26 Eylül 2024 Perşembe

Adana'da On'lar anıldı

Adana'da düzenlenen Kızıldere anmasında, "Düşenlerin izinden mücadelemiz sürüyor" mesajı verildi.

30 Mart kızıl dere katliamının 51. Yıl dönümünde, Adana'da, BMG, SYKP, Halkevleri, Kaldıraç, Akdeniz Kültür ve Sanat Derneği ve TİP'in katılımı ile gerçekleştirdi.

Saygı duruşu ile başlayan anma, kızıl dere katliamını konu alan konuşmalar, sinevizyon ve Sowf Işşems müzik grubunun dinletisiyle son buldu.
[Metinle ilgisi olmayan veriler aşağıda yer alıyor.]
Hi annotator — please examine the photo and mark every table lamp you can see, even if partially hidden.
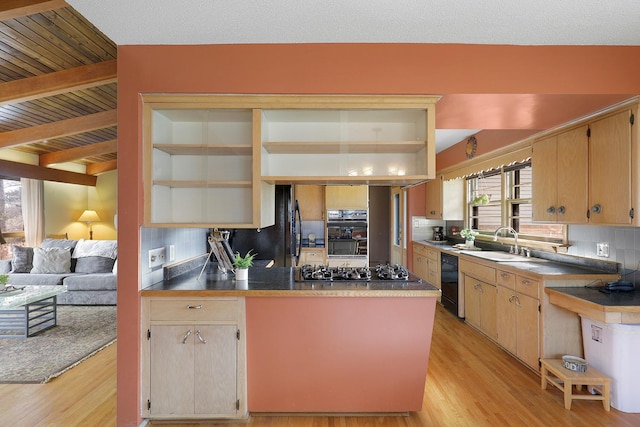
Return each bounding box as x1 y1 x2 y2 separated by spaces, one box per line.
78 210 100 240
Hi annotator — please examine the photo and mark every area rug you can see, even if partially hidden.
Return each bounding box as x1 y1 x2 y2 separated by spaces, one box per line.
0 306 116 383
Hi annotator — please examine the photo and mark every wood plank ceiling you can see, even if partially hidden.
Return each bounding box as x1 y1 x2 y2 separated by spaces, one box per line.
0 0 117 183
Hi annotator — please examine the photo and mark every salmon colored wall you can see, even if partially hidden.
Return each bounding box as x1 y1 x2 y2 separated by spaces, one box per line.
246 297 436 413
117 44 640 426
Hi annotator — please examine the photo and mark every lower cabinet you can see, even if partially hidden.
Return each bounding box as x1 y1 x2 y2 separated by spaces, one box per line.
464 275 497 340
141 297 247 419
496 286 540 370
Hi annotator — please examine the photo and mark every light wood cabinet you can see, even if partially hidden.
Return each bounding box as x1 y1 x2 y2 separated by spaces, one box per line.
293 185 326 221
464 274 497 340
496 270 540 370
141 297 247 419
589 109 638 224
325 185 369 210
425 175 442 219
298 248 327 265
261 96 437 185
532 106 640 225
532 125 589 223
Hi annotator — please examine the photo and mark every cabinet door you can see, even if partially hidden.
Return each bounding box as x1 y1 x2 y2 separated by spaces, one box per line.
496 286 517 355
556 125 589 224
589 110 632 224
325 185 369 210
464 274 482 328
480 283 497 339
515 294 540 369
425 175 442 219
150 325 194 415
192 325 238 415
294 185 325 221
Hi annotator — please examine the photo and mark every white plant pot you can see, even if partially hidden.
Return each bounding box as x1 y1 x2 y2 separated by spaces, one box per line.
235 268 249 280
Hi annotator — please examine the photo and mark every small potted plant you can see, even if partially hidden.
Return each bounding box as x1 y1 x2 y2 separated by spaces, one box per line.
460 228 478 248
233 249 257 280
0 274 9 291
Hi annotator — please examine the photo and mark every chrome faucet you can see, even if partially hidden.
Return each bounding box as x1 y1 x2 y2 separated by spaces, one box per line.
493 227 520 255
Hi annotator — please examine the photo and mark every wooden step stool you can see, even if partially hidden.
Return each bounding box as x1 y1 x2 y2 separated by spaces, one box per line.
540 359 611 411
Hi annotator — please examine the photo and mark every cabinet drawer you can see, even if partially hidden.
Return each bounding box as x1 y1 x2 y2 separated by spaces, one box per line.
460 259 496 283
496 270 516 290
427 249 440 262
413 244 428 257
516 276 540 299
150 298 239 321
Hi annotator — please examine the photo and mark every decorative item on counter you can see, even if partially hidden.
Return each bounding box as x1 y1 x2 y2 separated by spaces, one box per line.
233 249 258 280
562 355 587 372
473 172 491 206
460 228 478 248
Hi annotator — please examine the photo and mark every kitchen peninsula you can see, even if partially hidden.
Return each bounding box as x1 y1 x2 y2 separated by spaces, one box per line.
141 265 440 419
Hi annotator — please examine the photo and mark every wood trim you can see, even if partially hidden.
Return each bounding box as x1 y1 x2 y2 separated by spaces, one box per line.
40 139 118 166
0 110 118 148
0 0 69 21
87 159 118 175
0 160 97 187
0 59 118 105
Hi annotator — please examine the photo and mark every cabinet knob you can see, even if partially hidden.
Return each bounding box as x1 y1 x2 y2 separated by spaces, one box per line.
182 329 191 344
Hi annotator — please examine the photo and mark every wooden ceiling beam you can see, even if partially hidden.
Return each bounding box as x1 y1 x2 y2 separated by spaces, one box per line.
40 139 118 166
0 110 118 148
0 59 118 105
0 0 69 21
0 160 98 187
87 160 118 175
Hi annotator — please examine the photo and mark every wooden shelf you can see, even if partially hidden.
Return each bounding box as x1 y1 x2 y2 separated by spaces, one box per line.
153 144 252 156
262 141 426 154
153 180 252 188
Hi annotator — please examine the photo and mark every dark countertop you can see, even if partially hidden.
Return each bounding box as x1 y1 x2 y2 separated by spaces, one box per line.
545 286 640 311
142 263 440 297
414 240 617 281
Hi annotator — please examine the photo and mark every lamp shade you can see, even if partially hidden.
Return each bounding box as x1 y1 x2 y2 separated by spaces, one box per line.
78 210 100 223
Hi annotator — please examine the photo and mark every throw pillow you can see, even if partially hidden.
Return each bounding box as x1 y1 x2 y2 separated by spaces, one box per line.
11 245 33 273
31 248 71 274
75 256 116 274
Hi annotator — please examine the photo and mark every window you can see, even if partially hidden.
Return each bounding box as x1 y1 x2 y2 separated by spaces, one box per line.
467 162 566 243
0 178 24 259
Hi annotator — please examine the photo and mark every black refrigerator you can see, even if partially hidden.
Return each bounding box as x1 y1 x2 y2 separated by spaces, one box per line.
229 185 301 267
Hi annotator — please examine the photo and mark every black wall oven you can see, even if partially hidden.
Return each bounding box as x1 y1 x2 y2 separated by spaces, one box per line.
440 252 458 316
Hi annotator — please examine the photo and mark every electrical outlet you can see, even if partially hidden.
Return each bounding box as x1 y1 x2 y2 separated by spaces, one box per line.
596 243 609 258
149 248 165 268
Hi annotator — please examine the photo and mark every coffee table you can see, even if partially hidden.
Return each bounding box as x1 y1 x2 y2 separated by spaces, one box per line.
0 285 67 338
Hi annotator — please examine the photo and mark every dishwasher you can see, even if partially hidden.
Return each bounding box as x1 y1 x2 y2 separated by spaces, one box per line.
440 252 458 316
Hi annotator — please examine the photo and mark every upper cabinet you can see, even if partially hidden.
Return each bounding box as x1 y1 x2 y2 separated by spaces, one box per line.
532 125 589 224
142 94 438 228
143 96 275 228
532 105 640 225
261 96 436 185
325 185 369 210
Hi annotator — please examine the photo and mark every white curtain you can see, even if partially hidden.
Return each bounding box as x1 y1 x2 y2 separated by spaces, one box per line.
20 178 44 247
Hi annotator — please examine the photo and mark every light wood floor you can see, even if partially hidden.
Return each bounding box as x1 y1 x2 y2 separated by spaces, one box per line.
0 307 640 427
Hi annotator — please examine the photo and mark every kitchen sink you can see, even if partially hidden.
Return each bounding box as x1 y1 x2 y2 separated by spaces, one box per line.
460 250 544 262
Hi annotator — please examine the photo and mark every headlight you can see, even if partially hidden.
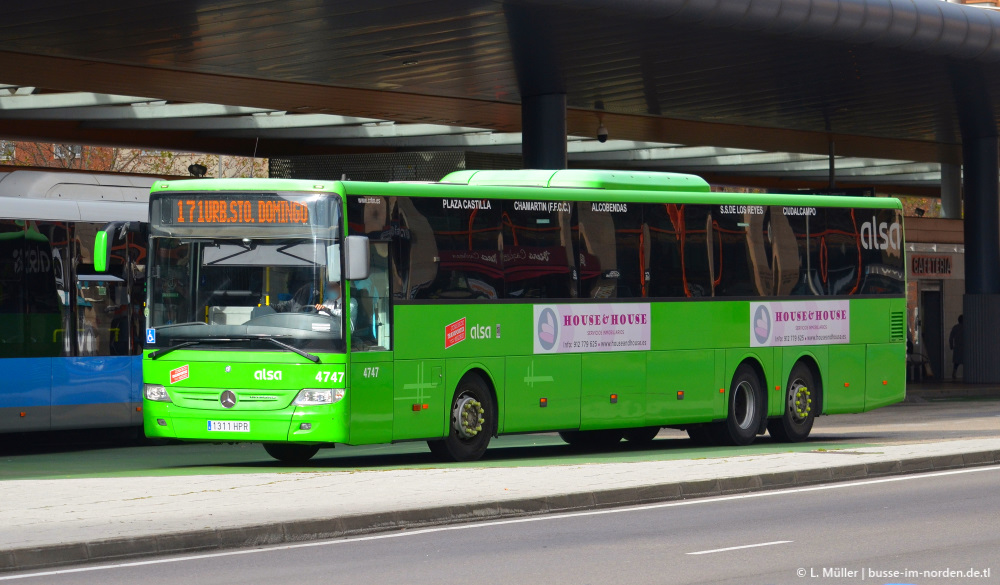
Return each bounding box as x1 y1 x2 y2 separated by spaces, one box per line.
292 388 345 406
142 384 170 402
Söz alan Akdeniz Kültür ve Sanat derneğinden Zehra Aydın yaptı.

Aydın, "Emperyalizmin emriyle iktidardaki işbirlikçilerin devrimci-yurtsever avına çıktığı, devrimin önder kadrolarından Deniz Gezmiş, Yusuf Aslan ve Hüseyin İnan'ın katline ferman yazıldığı günlerde dünya tarihine geçen bir büyük ve erdemli eylemin kararı alınmıştır. Bugün artık nerdeyse ezbere bilinen tarihsel süreçten ziyade, dönem koşullarına genel bir bakış yapmak gerekirse, 

dönemin ana akım sosyalist anlayışının ülke ve dünyadaki gelişmeleri doğru okuyamadığı noktada, devrimci gençliğin öz bilinci ve emeğinin ürünü olan Fikir Kulüpleri Federasyonu, DEV-GENÇ'e dönüştü" dedi.

Bir ayağı topraksız ve az topraklı köylülerin hak arama mücadelesini yükseltirken, bir ayağı Filistin'de enternasyonalizmi örgütlediği kaydeden "Bir ayağı işçi sınıfının içerisinde iken bir ayağı antiemperyalist mücadeleyi büyütüyordu. Akarsular birleşip büyük bir sele dönüşürken işte tam bu günlerde işçi sınıfının ülkeyi sarsan ayaklanmasına tanık oldu tüm dünya 15-16 Haziran büyük işçi direnişi… Adeta bir ihtilal provasını andıran bu iki destansı günde devrimci gençliğin yolu işçi sınıfının yolu ile bir daha ayrılmamak üzere buluştu... Egemenler için tehlike çanları çalmaya başlamıştı" ifadelerini kullandı.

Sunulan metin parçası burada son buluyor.